SOBRE O BLOG

Miscelânea intuitiva de gostos, sonhos, desejos, angústias, paixões e destemperamentos, e,porque não, de ódios, raivas e estresses... Miscelânea é assim: TEM DE TUDO!

Meu Diário de Bordo da solidão, meu painel de idéias e guia de entendimento, tudo misturado com humor, drama, terror, anti-corintianismo, sentimentos e doses homeopáticas de papo sério.

Chega junto, arruma um banquinho, senta aí e vem comigo!

Páginas

segunda-feira, 19 de abril de 2010

SEGUNDO MELHOR LIVRO

Dias desses, um amigo meu, diretor de uma grande editora, meu livro em punho, me disse, tapinha nas costas, sorrindo: 



-Sabe Celso, quando eu peguei o seu livro nas mãos, achei que seria uma daquelas leituras obrigatórias, que só leio porque o escritor é amigo meu e vai me encher o saco perguntando ‘o que você achou do meu livro...


 -Nossa, desculpe, não foi essa a intenção... 


 -Não, nada disso... O que eu queria dizer é que me surpreendi com o seu texto... Prende a gente, ficamos pensando em como será o desfecho, torcendo pelas maluquices que você escreveu... 


Aquelas palavras, ditas por alguém que entende do assunto, me deixaram feliz como nunca... Era o meu primeiro elogio profissional, e para mim valia quase como uma resenha positiva na Veja. Sentia-me no céu dos escritores... Flutuava no ar, leve e solto, achando-me o máximo...

Imaginação ao vento, via-me conversando com Machado de Assis, com uma intimidade que só os grandes escritores podem ter. Ele inicia o diálogo:

-Fala, Celsão... tudo em paz? O que faz aqui no céu, conosco? Veio visitar-nos? 

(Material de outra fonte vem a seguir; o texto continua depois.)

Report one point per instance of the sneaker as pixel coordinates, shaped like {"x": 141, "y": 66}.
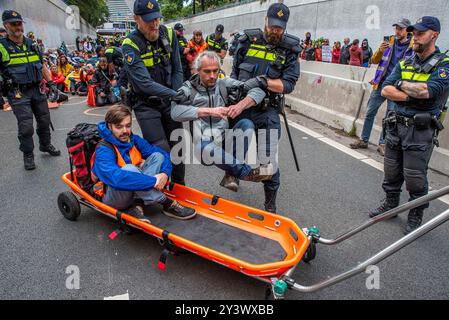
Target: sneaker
{"x": 359, "y": 144}
{"x": 178, "y": 211}
{"x": 263, "y": 173}
{"x": 381, "y": 149}
{"x": 137, "y": 212}
{"x": 28, "y": 161}
{"x": 230, "y": 182}
{"x": 50, "y": 149}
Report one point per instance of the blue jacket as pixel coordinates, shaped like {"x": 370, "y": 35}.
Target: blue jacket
{"x": 106, "y": 167}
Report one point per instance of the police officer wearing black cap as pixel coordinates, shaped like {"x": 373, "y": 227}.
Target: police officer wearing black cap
{"x": 154, "y": 72}
{"x": 419, "y": 86}
{"x": 217, "y": 43}
{"x": 269, "y": 58}
{"x": 21, "y": 64}
{"x": 182, "y": 44}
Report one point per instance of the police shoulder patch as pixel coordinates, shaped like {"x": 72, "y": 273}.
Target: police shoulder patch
{"x": 130, "y": 57}
{"x": 443, "y": 73}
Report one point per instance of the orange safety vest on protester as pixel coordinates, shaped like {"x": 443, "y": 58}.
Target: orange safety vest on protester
{"x": 136, "y": 159}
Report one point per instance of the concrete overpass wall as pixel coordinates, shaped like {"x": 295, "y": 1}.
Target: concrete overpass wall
{"x": 336, "y": 94}
{"x": 47, "y": 19}
{"x": 333, "y": 19}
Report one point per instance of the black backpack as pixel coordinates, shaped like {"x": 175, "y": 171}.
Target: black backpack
{"x": 81, "y": 144}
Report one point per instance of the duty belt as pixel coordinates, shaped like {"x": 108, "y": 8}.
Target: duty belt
{"x": 408, "y": 122}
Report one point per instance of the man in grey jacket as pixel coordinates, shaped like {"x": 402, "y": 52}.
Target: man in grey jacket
{"x": 204, "y": 101}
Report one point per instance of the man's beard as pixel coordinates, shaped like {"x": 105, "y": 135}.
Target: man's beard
{"x": 272, "y": 38}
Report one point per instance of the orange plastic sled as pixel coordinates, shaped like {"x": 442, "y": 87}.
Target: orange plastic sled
{"x": 242, "y": 238}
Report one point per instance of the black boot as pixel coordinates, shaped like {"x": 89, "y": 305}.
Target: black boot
{"x": 28, "y": 161}
{"x": 390, "y": 202}
{"x": 230, "y": 182}
{"x": 414, "y": 220}
{"x": 270, "y": 201}
{"x": 51, "y": 150}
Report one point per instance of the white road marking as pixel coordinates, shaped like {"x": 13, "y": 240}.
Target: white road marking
{"x": 119, "y": 297}
{"x": 357, "y": 155}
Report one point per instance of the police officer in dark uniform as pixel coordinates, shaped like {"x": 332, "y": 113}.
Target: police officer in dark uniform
{"x": 21, "y": 65}
{"x": 182, "y": 44}
{"x": 272, "y": 57}
{"x": 154, "y": 71}
{"x": 420, "y": 88}
{"x": 217, "y": 43}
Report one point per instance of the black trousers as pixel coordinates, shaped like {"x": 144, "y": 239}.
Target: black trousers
{"x": 157, "y": 125}
{"x": 267, "y": 120}
{"x": 407, "y": 154}
{"x": 31, "y": 103}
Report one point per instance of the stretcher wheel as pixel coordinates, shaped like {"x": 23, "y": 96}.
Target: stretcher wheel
{"x": 310, "y": 253}
{"x": 69, "y": 206}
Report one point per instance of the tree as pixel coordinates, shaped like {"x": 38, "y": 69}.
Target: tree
{"x": 95, "y": 12}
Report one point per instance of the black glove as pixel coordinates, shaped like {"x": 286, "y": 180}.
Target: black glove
{"x": 257, "y": 82}
{"x": 53, "y": 94}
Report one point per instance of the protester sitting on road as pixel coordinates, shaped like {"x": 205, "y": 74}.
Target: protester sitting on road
{"x": 202, "y": 100}
{"x": 355, "y": 54}
{"x": 58, "y": 78}
{"x": 196, "y": 45}
{"x": 73, "y": 79}
{"x": 131, "y": 168}
{"x": 104, "y": 93}
{"x": 86, "y": 75}
{"x": 64, "y": 66}
{"x": 336, "y": 52}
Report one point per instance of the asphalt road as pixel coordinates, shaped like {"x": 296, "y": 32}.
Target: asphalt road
{"x": 333, "y": 191}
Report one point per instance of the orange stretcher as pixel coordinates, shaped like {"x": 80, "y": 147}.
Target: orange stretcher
{"x": 256, "y": 243}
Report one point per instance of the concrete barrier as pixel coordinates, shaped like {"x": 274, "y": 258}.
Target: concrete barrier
{"x": 47, "y": 19}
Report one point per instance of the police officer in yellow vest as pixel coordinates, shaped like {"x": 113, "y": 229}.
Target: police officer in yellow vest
{"x": 21, "y": 65}
{"x": 153, "y": 66}
{"x": 269, "y": 57}
{"x": 217, "y": 43}
{"x": 419, "y": 86}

 -Tudo em paz, Machadão... Tenho trabalhado muito, mas tudo na santa paz... Olha, estou com um pouco de pressa, mas um dia desses precisamos sentar e conversar sobre muitas coisas... Até hoje me pergunto: será que a Capitú traiu o Bentinho? 


 -Quem não se pergunta isso, né, Celso... Então, hora dessas conversaremos...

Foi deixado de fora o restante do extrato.